We use an interest rate sensitivity simulation to assess our interest rate risk exposure. For purposes of presenting the possible
earnings effect of a hypothetical, adverse change in interest rates over the 12-month period from our reporting date, we
assume that all interest rate sensitive assets and liabilities will be impacted by a hypothetical, immediate 100 basis point
increase in interest rates as of the beginning of the period. The sensitivity is based upon the hypothetical assumption that all
relevant types of interest rates that affect our results would increase instantaneously, simultaneously and to the same degree.
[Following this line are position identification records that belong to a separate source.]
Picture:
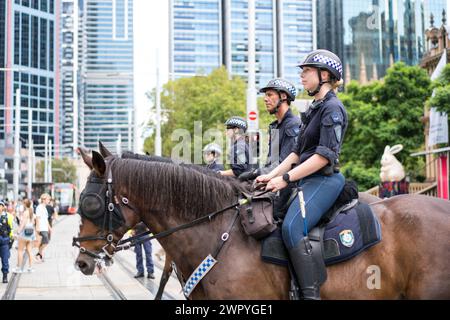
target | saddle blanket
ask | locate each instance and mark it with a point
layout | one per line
(349, 233)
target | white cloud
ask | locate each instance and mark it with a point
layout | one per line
(151, 34)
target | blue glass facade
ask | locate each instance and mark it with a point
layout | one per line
(206, 34)
(107, 88)
(32, 29)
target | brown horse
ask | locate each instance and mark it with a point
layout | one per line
(411, 261)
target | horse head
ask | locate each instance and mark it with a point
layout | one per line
(105, 215)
Our interest rate sensitive assets include certain loan receivables, certain amounts due from asset securitizations,
interest-earning deposits and certain investment securities. Although we have moved the majority of our credit card loans
to variable rates, some of our loans are still at fixed rates. Due to new credit card legislation, we have restrictions on our
ability to mitigate interest rate risk by adjusting rates on existing balances. Assets with rates that are fixed at period end
but which will mature, or otherwise contractually reset to a market-based indexed rate or other fixed rate prior to the end
of the 12-month period, are considered to be rate sensitive. The latter category includes certain credit card loans that may
be offered at below-market rates for an introductory period, such as balance transfers and special promotional programs,
after which the loans will contractually reprice in accordance with our normal market-based pricing structure. For
purposes of measuring rate sensitivity for such loans, only the effect of the hypothetical 100 basis point change in the
underlying market-based indexed rate or other fixed rate has been considered rather than the full change in the rate to
which the loan would contractually reprice. For assets that have a fixed interest rate at the fiscal period end but which
contractually will, or are assumed to, reset to a market-based indexed rate or other fixed rate during the next 12 months,
earnings sensitivity is measured from the expected repricing date. In addition, for all interest rate sensitive assets,
earnings sensitivity is calculated net of expected loan losses.
Interest rate sensitive liabilities are assumed to be those for which the stated interest rate is not contractually fixed for
the next 12-month period. Thus, liabilities that vary with changes in a market-based index, such as Federal Funds or
LIBOR, which will reset before the end of the 12-month period, or liabilities whose rates are fixed at the fiscal period end
but which will mature and are assumed to be replaced with a market-based indexed rate prior to the end of the 12-month
period, also are considered to be rate sensitive. For these fixed rate liabilities, earnings sensitivity is measured from the
expected repricing date.
Assuming an immediate 100 basis point increase in the interest rates affecting all interest rate sensitive assets and
liabilities at November 30, 2009, we estimate that the pretax income (reported on a managed basis) over the following
12-month period would be increased by approximately $84 million. Assuming an immediate 100 basis point increase in
the interest rates affecting all interest rate sensitive assets and liabilities at November 30, 2008, we estimated that the
pretax income (reported on a managed basis) over the following 12-month period would be decreased by approximately
$38 million. At November 30, 2009, a majority of our credit card loan receivables have moved to variable rates, which
will have a positive impact on pretax income in a rising interest-rate scenario. We have not provided an estimate of any
impact on pretax income of a decrease in interest rates as many of our interest rate sensitive assets and liabilities are tied
to interest rates that are already at or near their minimum levels and, therefore, could not materially decrease further.